Puede que el momento que confirma la habilidad de Whedon ahora como narrador cinematográfico es aquel largo plano (un plano largo en un filme de superhéroes, el milagro ha ocurrido) en el que la cámara trata de seguir una discusión entre los integrantes del grupo a gran velocidad hasta retorcer el ángulo de visión y dejar la toma invertida. Acto seguido el filme vuelve a la normalidad expositiva. He aquí el otro éxito: la película contiene la dosis justa de autoría, la suficiente para dotar de identidad propia a la cinta sin que se convierta tampoco en un ejercicio de ego. La delicadeza de ese proceso frente a la magnitud del tipo de producción que supone Los Vengadores habla de manera esclarecedora sobre las virtudes de Whedon y el acierto de haberlo colocado al frente del proyecto.
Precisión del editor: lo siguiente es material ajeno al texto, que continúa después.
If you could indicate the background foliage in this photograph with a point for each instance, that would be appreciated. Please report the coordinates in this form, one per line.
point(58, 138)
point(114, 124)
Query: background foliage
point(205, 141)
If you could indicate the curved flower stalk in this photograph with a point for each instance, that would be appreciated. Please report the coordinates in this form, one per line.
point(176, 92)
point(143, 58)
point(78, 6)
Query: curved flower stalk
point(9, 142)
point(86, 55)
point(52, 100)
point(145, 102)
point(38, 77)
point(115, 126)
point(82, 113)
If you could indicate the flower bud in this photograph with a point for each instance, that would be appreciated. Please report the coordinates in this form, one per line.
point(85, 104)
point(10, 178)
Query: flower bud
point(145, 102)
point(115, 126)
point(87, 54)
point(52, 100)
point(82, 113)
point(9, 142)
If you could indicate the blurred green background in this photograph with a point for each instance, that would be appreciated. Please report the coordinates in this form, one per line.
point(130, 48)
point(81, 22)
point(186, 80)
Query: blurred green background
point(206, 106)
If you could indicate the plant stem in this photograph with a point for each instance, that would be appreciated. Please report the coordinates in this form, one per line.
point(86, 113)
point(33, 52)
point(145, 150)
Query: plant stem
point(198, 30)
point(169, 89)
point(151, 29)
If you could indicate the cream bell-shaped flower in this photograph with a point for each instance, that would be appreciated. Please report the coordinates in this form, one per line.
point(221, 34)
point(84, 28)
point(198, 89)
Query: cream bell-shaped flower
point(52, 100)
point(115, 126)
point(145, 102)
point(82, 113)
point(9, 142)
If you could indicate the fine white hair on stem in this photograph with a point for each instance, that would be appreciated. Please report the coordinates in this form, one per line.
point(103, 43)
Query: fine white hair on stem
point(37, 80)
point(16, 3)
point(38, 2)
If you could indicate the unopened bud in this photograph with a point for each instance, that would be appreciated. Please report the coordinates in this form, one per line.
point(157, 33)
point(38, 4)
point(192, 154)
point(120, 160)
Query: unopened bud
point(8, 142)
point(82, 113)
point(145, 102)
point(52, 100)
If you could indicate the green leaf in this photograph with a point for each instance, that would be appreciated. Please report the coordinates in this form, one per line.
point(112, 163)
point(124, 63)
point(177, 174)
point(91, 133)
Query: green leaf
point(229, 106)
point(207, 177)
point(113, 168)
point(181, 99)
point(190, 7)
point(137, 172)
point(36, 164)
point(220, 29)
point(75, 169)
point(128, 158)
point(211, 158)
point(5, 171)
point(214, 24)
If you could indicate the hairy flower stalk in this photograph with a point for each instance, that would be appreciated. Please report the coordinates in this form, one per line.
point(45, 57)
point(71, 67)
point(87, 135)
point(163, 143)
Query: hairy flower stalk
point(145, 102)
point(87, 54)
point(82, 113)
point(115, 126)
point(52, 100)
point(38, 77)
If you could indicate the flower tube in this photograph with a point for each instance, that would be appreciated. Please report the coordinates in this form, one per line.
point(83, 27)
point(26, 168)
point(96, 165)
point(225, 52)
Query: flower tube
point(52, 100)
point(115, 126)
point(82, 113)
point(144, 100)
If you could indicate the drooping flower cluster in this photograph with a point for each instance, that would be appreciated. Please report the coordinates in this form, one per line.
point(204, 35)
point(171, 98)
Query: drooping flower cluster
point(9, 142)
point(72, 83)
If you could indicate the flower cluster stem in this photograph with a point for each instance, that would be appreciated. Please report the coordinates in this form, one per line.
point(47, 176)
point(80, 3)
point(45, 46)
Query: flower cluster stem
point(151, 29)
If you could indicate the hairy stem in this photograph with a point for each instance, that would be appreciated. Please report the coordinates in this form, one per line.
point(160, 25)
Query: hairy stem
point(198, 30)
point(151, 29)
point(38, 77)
De poco vale hablar de la destreza técnica de un equipo de estas dimensiones, ni siquiera de celebrar el milagro de que las actuaciones de un filme del género resulten convincentes, tratándose de un guión que hace justicia a sus personajes. La fotografía de Seamus McGarvey es prodigiosa, y el hecho de que el trabajo de iluminación del director de fotografía de Las Horas (Stephen Daldry, 2002) pase desapercibido es quizás el mayor elogio que puede hacerse sobre él. La banda sonora de Alan Silvestri es del todo espectacular en su orquestación, pero fácilmente olvidable. Ningún tema memorable, ningún momento destacable, sólo las funciones propias y adecuadas a un tipo de producción como esta, la aventura descomunal sin tiempo para contemplaciones.
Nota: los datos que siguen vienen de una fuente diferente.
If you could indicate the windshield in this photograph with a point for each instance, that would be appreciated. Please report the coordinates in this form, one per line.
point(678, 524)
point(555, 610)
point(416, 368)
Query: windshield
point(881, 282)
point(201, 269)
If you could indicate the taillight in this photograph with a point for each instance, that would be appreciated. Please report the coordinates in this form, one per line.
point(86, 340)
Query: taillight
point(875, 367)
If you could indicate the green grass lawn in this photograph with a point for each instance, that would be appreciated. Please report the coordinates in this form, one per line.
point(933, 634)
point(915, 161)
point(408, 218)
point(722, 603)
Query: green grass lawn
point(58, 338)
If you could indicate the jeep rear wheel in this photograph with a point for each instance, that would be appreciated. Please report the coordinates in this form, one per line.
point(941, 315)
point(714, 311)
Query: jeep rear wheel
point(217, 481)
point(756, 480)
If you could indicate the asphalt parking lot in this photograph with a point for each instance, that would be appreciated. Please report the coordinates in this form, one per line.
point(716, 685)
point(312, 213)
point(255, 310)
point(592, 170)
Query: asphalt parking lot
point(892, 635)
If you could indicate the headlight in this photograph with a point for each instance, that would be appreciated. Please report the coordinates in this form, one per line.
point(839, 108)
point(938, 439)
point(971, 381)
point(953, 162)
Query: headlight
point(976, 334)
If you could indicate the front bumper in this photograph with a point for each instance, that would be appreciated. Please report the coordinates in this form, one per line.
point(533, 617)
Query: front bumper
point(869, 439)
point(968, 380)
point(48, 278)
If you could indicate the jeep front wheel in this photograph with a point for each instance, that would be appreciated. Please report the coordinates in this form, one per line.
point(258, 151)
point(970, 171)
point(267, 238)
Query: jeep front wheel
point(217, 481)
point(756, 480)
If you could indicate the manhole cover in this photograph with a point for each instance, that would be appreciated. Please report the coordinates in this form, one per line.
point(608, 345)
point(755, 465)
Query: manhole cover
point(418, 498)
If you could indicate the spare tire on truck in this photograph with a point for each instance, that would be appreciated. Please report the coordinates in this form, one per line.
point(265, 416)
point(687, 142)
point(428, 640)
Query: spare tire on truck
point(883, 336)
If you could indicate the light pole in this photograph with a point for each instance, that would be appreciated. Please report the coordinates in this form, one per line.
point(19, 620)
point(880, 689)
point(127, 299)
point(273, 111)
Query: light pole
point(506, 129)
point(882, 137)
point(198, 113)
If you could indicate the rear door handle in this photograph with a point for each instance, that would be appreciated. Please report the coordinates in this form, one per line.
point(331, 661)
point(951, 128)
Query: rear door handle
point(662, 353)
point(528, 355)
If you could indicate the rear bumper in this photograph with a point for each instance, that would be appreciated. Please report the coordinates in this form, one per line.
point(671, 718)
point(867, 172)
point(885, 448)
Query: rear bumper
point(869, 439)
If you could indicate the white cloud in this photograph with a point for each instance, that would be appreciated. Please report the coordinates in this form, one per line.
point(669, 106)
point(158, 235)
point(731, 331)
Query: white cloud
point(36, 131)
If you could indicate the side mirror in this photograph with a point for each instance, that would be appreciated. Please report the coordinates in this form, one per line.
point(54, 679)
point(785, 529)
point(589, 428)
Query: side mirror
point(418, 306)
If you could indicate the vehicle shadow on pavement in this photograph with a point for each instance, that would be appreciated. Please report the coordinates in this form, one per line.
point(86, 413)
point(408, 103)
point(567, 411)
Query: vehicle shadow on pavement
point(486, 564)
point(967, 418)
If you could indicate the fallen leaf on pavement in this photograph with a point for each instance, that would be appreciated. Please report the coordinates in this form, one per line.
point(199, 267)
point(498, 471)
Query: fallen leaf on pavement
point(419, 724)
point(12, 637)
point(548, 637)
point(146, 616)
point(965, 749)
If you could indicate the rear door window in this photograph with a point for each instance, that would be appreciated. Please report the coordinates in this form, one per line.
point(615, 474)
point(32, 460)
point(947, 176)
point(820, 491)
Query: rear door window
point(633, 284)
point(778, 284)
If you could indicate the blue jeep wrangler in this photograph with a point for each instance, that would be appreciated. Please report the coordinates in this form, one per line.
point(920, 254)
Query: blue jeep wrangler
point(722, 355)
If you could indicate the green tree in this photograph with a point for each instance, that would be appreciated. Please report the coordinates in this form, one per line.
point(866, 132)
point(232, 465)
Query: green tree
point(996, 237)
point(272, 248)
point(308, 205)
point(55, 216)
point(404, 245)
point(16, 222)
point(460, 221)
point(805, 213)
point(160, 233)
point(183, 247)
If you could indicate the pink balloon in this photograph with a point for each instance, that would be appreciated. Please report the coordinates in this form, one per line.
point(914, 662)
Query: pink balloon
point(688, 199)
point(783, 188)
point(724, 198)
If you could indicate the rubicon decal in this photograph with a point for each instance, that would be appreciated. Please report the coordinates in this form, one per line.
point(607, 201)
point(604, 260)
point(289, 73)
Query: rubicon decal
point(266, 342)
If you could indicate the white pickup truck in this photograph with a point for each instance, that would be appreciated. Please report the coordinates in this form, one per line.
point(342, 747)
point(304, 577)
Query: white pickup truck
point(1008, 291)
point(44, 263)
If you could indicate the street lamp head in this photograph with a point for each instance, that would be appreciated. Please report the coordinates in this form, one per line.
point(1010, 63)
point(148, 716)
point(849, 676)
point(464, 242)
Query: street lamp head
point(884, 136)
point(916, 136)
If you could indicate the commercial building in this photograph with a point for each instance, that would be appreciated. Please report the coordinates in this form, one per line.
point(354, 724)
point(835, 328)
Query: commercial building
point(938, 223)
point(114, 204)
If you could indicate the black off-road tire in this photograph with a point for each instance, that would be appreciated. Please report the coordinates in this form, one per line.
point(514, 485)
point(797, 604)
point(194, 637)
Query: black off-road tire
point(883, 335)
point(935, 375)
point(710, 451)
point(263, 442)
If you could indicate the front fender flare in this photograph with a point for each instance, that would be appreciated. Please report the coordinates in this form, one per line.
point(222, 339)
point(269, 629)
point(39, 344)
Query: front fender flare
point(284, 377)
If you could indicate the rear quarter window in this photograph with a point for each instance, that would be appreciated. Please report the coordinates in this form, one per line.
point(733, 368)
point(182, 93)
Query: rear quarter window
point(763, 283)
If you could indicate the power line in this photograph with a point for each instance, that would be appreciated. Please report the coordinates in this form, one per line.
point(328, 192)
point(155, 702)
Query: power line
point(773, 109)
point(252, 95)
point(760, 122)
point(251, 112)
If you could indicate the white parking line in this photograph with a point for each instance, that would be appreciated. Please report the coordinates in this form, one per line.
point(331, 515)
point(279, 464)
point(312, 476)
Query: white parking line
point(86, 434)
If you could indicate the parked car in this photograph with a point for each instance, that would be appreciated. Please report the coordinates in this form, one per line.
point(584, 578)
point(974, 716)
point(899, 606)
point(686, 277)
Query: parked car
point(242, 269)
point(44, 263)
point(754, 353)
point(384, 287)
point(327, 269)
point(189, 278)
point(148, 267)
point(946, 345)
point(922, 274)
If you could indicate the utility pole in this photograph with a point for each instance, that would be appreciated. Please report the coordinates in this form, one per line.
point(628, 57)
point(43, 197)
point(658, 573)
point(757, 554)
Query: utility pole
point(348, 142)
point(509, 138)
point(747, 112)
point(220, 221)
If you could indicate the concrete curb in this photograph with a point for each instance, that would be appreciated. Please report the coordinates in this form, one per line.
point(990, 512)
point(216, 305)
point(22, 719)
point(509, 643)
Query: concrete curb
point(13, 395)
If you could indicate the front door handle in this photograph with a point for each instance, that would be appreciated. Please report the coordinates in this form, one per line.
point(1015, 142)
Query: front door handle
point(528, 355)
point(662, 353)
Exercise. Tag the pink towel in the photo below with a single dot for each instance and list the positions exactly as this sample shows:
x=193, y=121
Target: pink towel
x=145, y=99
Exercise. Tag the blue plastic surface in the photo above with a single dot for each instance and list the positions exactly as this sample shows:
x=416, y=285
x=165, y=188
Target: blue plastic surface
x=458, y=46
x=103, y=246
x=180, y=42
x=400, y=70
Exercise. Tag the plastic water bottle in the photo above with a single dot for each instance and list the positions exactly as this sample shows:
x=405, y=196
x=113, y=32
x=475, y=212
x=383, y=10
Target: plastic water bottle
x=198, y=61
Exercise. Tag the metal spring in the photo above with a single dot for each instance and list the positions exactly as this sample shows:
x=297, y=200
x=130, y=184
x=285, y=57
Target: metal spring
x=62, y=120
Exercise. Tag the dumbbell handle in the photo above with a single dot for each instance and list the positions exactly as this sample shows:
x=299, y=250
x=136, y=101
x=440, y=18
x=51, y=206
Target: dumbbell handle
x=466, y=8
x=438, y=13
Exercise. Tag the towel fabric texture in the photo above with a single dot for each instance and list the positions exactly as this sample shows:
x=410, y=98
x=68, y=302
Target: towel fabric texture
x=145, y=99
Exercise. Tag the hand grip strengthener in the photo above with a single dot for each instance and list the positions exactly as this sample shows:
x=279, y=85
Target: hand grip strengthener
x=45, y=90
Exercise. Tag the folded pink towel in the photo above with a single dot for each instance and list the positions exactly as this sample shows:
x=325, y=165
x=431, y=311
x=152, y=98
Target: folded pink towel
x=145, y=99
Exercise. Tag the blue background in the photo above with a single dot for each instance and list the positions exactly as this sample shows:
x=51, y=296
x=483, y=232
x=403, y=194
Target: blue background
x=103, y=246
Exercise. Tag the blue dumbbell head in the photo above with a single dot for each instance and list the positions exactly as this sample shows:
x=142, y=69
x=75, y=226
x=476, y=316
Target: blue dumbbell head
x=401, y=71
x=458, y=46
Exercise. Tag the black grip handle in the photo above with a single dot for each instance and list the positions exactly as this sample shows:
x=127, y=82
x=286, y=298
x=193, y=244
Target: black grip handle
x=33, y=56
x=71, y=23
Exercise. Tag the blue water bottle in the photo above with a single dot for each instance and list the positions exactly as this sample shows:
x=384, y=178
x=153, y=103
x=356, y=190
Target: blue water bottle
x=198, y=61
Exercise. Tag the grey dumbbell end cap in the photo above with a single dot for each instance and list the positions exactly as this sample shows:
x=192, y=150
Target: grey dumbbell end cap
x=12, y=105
Que nadie piense en romances, en historias profundas o en dramas conmovedores. Whedon ha programado el proyecto centrado en el eterno reto: transportar la experiencia del cómic al cine como espectáculo narrativo demoledor centrado en el oficio de la sorpresa constante y el más difícil todavía. Un reto que se ha entendido siempre de manera literal y que ha generado no poca cantidad de fracasos. Lo que ocurre aquí es muy parecido con lo conseguido en la mejor película del género, El caballero oscuro (Christopher Nolan, 2008), aunque allí la literatura del personaje abordado podía generar niveles más ricos de lectura que aquí, destinado sin pudor al espectáculo de masas.
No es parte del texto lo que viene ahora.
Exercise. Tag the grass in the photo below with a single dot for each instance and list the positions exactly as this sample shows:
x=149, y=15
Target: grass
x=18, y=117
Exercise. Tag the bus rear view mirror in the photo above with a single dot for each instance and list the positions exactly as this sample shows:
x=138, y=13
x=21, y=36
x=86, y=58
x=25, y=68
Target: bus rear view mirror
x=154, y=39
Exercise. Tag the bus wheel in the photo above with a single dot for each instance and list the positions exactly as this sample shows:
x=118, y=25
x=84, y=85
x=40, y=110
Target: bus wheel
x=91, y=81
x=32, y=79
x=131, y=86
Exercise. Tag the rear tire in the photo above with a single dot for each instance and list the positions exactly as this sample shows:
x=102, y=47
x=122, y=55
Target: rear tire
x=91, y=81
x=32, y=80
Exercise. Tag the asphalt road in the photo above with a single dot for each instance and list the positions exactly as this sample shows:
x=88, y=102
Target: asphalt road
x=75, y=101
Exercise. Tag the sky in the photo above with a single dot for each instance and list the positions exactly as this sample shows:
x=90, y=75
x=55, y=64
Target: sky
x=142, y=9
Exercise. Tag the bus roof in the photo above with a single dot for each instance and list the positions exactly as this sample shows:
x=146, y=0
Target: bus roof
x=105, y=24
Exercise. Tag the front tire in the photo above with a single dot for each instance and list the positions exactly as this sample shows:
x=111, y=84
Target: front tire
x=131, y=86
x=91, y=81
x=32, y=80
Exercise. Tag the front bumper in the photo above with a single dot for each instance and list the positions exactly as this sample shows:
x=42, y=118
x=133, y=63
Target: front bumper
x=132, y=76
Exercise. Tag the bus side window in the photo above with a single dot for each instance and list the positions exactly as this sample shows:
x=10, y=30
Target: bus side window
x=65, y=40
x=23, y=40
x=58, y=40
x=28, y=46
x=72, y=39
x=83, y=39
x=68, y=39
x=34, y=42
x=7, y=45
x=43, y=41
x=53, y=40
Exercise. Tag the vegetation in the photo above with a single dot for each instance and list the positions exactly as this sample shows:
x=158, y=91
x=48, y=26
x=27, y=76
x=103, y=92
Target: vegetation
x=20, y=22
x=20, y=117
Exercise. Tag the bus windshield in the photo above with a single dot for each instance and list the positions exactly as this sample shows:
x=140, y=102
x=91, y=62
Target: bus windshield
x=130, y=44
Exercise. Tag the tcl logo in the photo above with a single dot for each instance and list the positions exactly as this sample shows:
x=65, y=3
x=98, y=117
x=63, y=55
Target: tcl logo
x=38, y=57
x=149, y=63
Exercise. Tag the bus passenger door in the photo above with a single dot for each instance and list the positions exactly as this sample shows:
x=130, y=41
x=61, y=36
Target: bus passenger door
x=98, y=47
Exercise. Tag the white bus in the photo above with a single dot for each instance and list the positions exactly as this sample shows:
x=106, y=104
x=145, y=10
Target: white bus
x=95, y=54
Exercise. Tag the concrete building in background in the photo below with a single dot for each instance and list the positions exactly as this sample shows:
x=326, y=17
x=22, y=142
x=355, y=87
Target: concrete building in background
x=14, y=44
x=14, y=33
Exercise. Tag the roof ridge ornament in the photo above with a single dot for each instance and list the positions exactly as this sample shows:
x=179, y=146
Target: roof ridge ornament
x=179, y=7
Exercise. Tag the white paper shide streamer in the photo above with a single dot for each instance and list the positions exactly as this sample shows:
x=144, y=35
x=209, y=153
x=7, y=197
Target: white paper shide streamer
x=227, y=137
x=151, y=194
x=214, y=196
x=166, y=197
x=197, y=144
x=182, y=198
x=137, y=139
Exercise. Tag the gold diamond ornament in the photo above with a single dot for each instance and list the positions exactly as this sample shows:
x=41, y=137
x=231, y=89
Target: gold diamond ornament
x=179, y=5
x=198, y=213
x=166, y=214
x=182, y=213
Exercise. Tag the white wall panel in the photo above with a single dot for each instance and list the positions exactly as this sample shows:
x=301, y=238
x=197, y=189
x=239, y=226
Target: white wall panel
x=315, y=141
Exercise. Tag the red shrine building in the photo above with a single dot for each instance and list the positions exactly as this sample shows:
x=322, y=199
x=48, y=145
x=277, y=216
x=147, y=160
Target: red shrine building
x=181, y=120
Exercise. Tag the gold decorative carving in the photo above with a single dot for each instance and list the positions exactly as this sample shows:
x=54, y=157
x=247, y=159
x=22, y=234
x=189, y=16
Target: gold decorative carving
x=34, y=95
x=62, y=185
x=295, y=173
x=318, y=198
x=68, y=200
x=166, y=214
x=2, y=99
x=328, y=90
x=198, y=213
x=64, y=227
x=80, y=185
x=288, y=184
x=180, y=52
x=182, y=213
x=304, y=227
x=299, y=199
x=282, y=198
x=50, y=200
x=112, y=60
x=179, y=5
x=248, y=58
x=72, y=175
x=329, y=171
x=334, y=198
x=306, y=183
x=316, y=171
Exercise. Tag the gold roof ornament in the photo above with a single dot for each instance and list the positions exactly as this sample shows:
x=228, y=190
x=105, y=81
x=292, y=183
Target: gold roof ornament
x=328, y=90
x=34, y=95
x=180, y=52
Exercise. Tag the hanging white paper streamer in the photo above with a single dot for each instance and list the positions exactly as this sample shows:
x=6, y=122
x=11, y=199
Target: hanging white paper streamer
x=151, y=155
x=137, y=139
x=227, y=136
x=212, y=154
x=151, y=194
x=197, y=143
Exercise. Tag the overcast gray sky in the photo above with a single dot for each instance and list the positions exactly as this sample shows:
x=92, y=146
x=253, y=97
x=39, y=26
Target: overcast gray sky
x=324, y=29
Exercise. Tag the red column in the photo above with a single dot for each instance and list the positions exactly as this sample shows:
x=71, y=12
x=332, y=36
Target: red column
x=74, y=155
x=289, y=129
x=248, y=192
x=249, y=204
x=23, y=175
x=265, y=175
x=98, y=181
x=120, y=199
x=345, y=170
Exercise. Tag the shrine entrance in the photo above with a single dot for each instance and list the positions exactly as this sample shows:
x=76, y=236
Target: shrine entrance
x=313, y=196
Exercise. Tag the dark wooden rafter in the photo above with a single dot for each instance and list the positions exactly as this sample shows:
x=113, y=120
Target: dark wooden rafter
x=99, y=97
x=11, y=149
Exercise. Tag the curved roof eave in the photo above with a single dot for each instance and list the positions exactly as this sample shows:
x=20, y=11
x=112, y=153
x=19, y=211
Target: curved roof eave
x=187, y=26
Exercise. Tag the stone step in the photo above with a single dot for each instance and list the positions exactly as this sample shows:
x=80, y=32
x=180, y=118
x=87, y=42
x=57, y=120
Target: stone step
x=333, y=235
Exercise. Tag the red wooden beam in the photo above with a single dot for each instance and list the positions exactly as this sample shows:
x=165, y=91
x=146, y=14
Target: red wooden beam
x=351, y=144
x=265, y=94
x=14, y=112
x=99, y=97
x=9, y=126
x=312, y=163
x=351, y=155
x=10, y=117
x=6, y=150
Cuando se le pregunta por el secreto del éxito, Whedon contesta lo mismo que ha respondido siempre con respecto a su trabajo en el mundo del cómic. El respeto hacia los personajes, sean quienes sean. Las grandes dosis de humor que concede a los diálogos restan trascendencia a la magnitud de los acontecimientos pirotécnicos que se suceden a su alrededor, pero es cierto que no es otra cosa que el amor del escritor hacia esas criaturas el que consigue que la película se eleve por encima de sus predecesoras. De repente, todas aquellas explosiones han cobrado algún sentido.